Pour qui veut connaître le signe correspondant à un mot français, il suffit d’introduire ce dernier pour qu’une vidéo s’anime, montrant une personne effectuant le signe. Des exemples, permettant à l’utilisateur de voir le signe utilisé dans son contexte, sont une précieuse aide. «En effet, en langue des signes comme dans toutes les langues du monde, il n’y a pas de transposition directe d’un mot en un autre. Le contexte joue une part importante», précise Laurence Meurant, directrice du Laboratoire de langue des signes de Belgique francophone à l’UNamur.
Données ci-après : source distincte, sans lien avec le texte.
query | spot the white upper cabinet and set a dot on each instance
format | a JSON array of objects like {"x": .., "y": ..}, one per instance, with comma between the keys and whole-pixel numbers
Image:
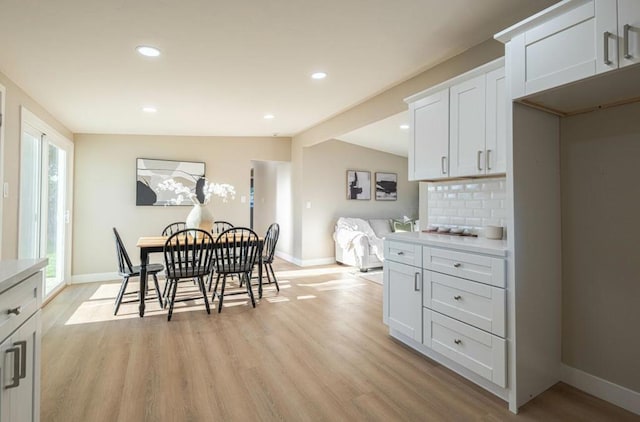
[
  {"x": 429, "y": 146},
  {"x": 459, "y": 127},
  {"x": 496, "y": 123},
  {"x": 571, "y": 41},
  {"x": 467, "y": 125},
  {"x": 629, "y": 31}
]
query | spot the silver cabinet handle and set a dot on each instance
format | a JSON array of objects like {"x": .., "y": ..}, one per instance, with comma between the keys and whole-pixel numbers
[
  {"x": 607, "y": 34},
  {"x": 15, "y": 311},
  {"x": 23, "y": 358},
  {"x": 15, "y": 378},
  {"x": 625, "y": 46}
]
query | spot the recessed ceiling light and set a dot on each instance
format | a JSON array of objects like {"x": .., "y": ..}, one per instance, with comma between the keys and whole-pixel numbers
[{"x": 148, "y": 51}]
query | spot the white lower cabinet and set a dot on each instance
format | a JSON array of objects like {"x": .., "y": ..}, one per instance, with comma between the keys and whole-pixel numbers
[
  {"x": 453, "y": 302},
  {"x": 476, "y": 350},
  {"x": 20, "y": 372},
  {"x": 403, "y": 299}
]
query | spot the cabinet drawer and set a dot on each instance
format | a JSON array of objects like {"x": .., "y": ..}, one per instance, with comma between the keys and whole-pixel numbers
[
  {"x": 22, "y": 300},
  {"x": 404, "y": 253},
  {"x": 476, "y": 350},
  {"x": 484, "y": 269},
  {"x": 476, "y": 304}
]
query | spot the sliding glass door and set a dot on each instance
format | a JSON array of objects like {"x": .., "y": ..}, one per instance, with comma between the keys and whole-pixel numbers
[{"x": 45, "y": 184}]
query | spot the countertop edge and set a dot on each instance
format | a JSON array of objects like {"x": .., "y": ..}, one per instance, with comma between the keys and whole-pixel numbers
[
  {"x": 469, "y": 244},
  {"x": 14, "y": 271}
]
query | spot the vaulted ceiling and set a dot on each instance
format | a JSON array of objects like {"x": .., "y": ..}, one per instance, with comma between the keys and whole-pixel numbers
[{"x": 224, "y": 65}]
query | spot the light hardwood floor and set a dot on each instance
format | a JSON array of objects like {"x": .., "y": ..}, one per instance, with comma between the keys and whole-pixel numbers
[{"x": 317, "y": 351}]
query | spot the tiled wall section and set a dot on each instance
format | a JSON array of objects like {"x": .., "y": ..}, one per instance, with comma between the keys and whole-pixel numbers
[{"x": 472, "y": 203}]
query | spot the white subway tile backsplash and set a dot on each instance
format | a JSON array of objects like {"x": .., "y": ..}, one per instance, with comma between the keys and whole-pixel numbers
[{"x": 467, "y": 204}]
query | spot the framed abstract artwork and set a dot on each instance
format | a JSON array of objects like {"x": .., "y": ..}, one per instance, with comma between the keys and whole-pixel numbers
[
  {"x": 386, "y": 186},
  {"x": 151, "y": 172},
  {"x": 358, "y": 184}
]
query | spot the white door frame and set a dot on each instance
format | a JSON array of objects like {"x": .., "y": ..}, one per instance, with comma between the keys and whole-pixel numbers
[{"x": 53, "y": 136}]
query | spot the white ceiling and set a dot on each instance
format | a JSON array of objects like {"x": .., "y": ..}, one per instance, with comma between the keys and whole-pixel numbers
[
  {"x": 225, "y": 64},
  {"x": 384, "y": 135}
]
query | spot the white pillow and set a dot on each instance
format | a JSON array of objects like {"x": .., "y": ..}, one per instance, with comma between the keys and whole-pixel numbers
[{"x": 381, "y": 226}]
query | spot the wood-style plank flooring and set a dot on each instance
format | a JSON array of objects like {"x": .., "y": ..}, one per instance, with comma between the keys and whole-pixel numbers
[{"x": 317, "y": 351}]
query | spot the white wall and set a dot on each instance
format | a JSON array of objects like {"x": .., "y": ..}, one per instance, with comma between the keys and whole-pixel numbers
[
  {"x": 600, "y": 152},
  {"x": 105, "y": 188},
  {"x": 325, "y": 182},
  {"x": 272, "y": 191}
]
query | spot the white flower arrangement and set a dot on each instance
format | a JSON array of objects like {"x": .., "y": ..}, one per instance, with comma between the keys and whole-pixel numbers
[{"x": 200, "y": 194}]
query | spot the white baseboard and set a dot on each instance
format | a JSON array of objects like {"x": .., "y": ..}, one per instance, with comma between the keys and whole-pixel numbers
[
  {"x": 307, "y": 262},
  {"x": 94, "y": 278},
  {"x": 603, "y": 389}
]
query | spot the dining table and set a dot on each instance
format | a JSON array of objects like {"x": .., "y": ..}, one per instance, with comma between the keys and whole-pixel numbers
[{"x": 155, "y": 244}]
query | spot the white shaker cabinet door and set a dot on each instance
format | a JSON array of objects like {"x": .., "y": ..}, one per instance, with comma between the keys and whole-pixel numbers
[
  {"x": 496, "y": 139},
  {"x": 429, "y": 144},
  {"x": 467, "y": 128},
  {"x": 403, "y": 299}
]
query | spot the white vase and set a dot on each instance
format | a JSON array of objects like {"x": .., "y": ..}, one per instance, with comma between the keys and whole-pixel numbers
[{"x": 200, "y": 218}]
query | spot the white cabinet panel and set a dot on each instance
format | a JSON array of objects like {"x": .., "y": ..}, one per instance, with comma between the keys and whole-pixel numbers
[
  {"x": 476, "y": 350},
  {"x": 477, "y": 304},
  {"x": 404, "y": 253},
  {"x": 20, "y": 373},
  {"x": 467, "y": 128},
  {"x": 496, "y": 126},
  {"x": 629, "y": 32},
  {"x": 429, "y": 148},
  {"x": 403, "y": 299},
  {"x": 483, "y": 269}
]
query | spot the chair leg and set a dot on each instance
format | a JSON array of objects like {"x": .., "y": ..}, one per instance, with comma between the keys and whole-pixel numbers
[
  {"x": 221, "y": 295},
  {"x": 123, "y": 287},
  {"x": 215, "y": 289},
  {"x": 172, "y": 292},
  {"x": 155, "y": 281},
  {"x": 247, "y": 276},
  {"x": 204, "y": 294},
  {"x": 269, "y": 267}
]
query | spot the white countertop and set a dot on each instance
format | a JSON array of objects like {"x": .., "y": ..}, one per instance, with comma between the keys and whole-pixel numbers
[
  {"x": 463, "y": 243},
  {"x": 13, "y": 271}
]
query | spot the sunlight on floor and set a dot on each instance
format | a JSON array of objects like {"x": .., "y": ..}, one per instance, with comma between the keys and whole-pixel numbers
[{"x": 99, "y": 306}]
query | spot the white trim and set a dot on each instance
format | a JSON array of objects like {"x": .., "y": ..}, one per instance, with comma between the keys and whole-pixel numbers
[
  {"x": 307, "y": 262},
  {"x": 94, "y": 278},
  {"x": 601, "y": 388},
  {"x": 3, "y": 113}
]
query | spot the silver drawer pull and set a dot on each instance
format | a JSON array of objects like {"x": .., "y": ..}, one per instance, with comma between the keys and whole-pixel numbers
[
  {"x": 23, "y": 358},
  {"x": 15, "y": 378},
  {"x": 606, "y": 35},
  {"x": 15, "y": 311}
]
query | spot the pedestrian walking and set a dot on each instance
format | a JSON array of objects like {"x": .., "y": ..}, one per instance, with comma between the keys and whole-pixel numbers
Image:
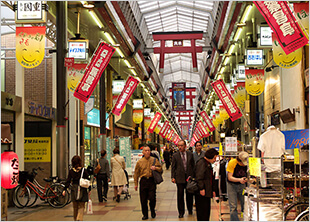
[
  {"x": 199, "y": 153},
  {"x": 103, "y": 177},
  {"x": 118, "y": 175},
  {"x": 236, "y": 179},
  {"x": 182, "y": 167},
  {"x": 74, "y": 178},
  {"x": 206, "y": 184},
  {"x": 143, "y": 170}
]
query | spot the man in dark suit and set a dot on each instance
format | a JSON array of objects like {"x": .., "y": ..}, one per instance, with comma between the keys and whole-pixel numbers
[{"x": 182, "y": 167}]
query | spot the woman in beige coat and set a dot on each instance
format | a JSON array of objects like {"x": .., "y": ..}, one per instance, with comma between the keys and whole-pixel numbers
[{"x": 118, "y": 175}]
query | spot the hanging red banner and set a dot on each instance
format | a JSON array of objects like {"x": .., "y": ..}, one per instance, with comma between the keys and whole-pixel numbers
[
  {"x": 154, "y": 122},
  {"x": 227, "y": 100},
  {"x": 203, "y": 129},
  {"x": 170, "y": 135},
  {"x": 163, "y": 129},
  {"x": 207, "y": 121},
  {"x": 283, "y": 23},
  {"x": 129, "y": 88},
  {"x": 94, "y": 70}
]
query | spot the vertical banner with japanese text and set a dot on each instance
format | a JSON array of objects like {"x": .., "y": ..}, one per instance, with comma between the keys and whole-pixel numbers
[
  {"x": 154, "y": 122},
  {"x": 283, "y": 23},
  {"x": 30, "y": 45},
  {"x": 227, "y": 100},
  {"x": 129, "y": 88},
  {"x": 94, "y": 70},
  {"x": 178, "y": 96},
  {"x": 207, "y": 121},
  {"x": 254, "y": 81}
]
Le dictionnaire est également opérationnel dans l’autre sens linguistique. Face à la webcam, en positionnant son visage dans le cercle en pointillés, l’utilisateur saisit un signe et la plateforme affiche sa traduction en français. « Pour 80% des requêtes, le signe correct est dans le top 5 proposé par l’intelligence artificielle (IA)», se réjouit Jérôme Fink, doctorant en informatique, cheville ouvrière de ce projet depuis cinq ans.

Squelette numérique

Pour parvenir à une telle prouesse, les chercheurs en intelligence artificielle se sont basés sur un riche corpus de plus de 36 heures de vidéos de signes, annotées et analysées une par une par des signeurs. Il comprend quelque 180 000 signes, représentant 4 600 signes répétés de multiples fois par une centaine de signeurs. Un travail de bénédictin qui a occupé les linguistes de l’UNamur pendant près de vingt ans. «Une base de données suffisamment large était primordiale pour que l’IA puisse parvenir à reconnaître un signe devant n’importe quelle webcam», précise Laurence Meurant.
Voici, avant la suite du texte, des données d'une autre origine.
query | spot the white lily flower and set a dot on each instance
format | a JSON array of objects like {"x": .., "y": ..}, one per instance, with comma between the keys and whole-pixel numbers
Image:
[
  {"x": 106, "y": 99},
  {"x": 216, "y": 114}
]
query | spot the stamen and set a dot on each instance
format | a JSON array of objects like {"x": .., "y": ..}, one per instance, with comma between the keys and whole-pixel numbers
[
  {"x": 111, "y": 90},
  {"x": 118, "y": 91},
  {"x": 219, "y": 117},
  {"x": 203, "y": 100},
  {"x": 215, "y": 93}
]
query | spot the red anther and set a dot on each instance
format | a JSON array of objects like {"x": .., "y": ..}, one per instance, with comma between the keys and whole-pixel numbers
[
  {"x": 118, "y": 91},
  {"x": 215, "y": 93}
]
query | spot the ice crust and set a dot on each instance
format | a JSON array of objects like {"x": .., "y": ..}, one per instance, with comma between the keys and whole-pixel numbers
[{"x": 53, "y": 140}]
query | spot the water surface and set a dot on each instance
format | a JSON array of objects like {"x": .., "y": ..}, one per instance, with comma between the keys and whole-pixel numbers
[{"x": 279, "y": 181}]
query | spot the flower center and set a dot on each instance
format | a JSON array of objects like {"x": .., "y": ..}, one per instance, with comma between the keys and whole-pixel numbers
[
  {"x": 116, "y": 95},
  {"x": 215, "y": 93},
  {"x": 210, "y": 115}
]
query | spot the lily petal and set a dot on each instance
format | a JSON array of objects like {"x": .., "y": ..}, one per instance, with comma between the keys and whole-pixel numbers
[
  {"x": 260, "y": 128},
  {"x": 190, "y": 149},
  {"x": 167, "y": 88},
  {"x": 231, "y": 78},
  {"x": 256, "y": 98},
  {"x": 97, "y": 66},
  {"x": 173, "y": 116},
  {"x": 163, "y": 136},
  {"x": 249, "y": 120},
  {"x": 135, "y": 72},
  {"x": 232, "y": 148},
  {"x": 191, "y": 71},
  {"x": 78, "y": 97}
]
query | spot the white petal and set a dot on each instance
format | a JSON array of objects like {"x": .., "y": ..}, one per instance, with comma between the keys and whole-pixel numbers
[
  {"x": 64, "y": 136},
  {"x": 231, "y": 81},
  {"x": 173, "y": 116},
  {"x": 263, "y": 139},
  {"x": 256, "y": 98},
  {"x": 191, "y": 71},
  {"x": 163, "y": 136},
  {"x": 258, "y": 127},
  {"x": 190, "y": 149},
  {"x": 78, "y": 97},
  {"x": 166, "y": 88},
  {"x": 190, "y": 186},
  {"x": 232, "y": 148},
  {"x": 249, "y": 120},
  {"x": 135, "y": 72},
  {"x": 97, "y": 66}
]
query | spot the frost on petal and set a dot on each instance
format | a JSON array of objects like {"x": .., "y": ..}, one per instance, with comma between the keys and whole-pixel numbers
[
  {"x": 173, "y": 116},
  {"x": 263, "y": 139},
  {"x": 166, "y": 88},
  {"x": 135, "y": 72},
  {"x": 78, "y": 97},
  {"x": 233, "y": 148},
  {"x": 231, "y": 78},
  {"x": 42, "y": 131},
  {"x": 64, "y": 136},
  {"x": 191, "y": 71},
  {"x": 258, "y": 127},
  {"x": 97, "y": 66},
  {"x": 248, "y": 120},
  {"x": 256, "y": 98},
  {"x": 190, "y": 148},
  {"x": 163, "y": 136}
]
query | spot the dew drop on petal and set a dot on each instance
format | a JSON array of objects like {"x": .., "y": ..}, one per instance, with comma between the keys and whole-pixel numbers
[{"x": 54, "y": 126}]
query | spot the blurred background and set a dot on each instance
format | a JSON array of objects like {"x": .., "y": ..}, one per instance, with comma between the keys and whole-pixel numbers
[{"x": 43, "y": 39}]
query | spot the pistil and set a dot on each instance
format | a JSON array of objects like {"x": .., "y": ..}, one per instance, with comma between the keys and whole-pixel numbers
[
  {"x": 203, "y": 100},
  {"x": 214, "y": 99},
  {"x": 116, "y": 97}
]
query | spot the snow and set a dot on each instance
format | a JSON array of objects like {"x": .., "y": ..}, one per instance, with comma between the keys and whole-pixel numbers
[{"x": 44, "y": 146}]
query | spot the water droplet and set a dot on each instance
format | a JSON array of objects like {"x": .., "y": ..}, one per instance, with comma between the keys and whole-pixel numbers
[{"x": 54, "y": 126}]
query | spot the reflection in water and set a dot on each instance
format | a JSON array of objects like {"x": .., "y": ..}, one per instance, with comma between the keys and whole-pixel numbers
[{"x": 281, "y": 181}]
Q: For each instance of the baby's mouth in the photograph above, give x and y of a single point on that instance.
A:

« Pour aider l’IA dans cette tâche, nous avons collé sur chaque signeur, de façon informatique et automatique, une sorte de squelette numérique composé de points placés sur les éléments corporels utilisés en langage des signes: menton et bouche du signeur, contours de son visage, commissure de ses yeux, mais aussi sur ses coudes, ses mains, ses doigts», détaille Benoît Frenay, professeur au sein du Namur Digital Institute. Grâce à ce système, l’IA connaît, à chaque moment, la position de chaque point corporel impliqué dans le signe à reconnaître. Pour affiner sa compétence, elle s’est entraînée, et continue à le faire, sur les dizaines de milliers de vidéos de signes réalisées par des signeurs à la dextérité et à la morphologie particulières, avec des couleurs et des lumières différentes.
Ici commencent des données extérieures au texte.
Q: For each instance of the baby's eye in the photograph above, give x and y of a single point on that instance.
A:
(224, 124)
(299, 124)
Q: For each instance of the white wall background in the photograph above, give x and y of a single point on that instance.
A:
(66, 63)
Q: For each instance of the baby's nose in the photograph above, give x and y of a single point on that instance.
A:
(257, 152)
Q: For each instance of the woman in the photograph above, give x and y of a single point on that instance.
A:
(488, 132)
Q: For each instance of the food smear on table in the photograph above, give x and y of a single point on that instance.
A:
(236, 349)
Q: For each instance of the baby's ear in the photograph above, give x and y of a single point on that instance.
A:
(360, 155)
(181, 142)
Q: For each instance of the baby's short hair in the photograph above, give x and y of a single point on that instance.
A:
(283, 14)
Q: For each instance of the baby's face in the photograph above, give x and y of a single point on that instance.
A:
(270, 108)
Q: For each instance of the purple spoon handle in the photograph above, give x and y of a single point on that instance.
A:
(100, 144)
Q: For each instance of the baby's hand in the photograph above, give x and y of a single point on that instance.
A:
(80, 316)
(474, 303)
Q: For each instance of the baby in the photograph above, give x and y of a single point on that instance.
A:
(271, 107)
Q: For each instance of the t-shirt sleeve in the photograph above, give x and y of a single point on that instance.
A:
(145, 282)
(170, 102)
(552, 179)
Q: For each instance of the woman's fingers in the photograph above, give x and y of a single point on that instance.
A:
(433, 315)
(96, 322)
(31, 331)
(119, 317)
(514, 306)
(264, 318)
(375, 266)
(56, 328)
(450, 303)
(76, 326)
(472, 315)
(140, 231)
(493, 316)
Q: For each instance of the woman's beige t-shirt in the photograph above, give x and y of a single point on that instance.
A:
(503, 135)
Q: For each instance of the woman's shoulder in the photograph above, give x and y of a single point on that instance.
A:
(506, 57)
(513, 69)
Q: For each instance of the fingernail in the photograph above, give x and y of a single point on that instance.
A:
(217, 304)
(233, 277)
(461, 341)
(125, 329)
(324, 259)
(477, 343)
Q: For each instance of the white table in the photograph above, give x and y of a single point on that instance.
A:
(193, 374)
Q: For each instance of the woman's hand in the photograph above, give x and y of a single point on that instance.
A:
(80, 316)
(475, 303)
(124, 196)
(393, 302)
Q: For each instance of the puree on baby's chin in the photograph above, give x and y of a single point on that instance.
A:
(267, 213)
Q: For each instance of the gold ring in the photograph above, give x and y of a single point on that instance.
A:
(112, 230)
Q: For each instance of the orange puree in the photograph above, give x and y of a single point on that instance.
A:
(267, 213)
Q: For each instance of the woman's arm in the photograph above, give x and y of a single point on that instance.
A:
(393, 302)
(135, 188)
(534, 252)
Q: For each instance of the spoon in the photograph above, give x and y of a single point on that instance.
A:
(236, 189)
«Pour que l’IA puisse identifier un signe et transmettre sa traduction française, il lui fallait s’entraîner sur un minimum de trente occurrences de chaque signe, ajoute Anthony Cleve, copilote de ce projet avec Laurence Meurant. Dans le corpus, c’est le cas pour pas moins des 750 signes les plus couramment utilisés par les signeurs. Soit 35% de leur lexique de base. Dans le sens français vers langue des signes, la tâche était bien plus aisée et quelque 2 100 signes de noms communs et de verbes sont d’ores et déjà accessibles.»

Les prochaines années verront cette banque de données s’enrichir et l’IA se bonifier. De quoi favoriser l’inclusion des personnes sourdes et malentendantes dans la société.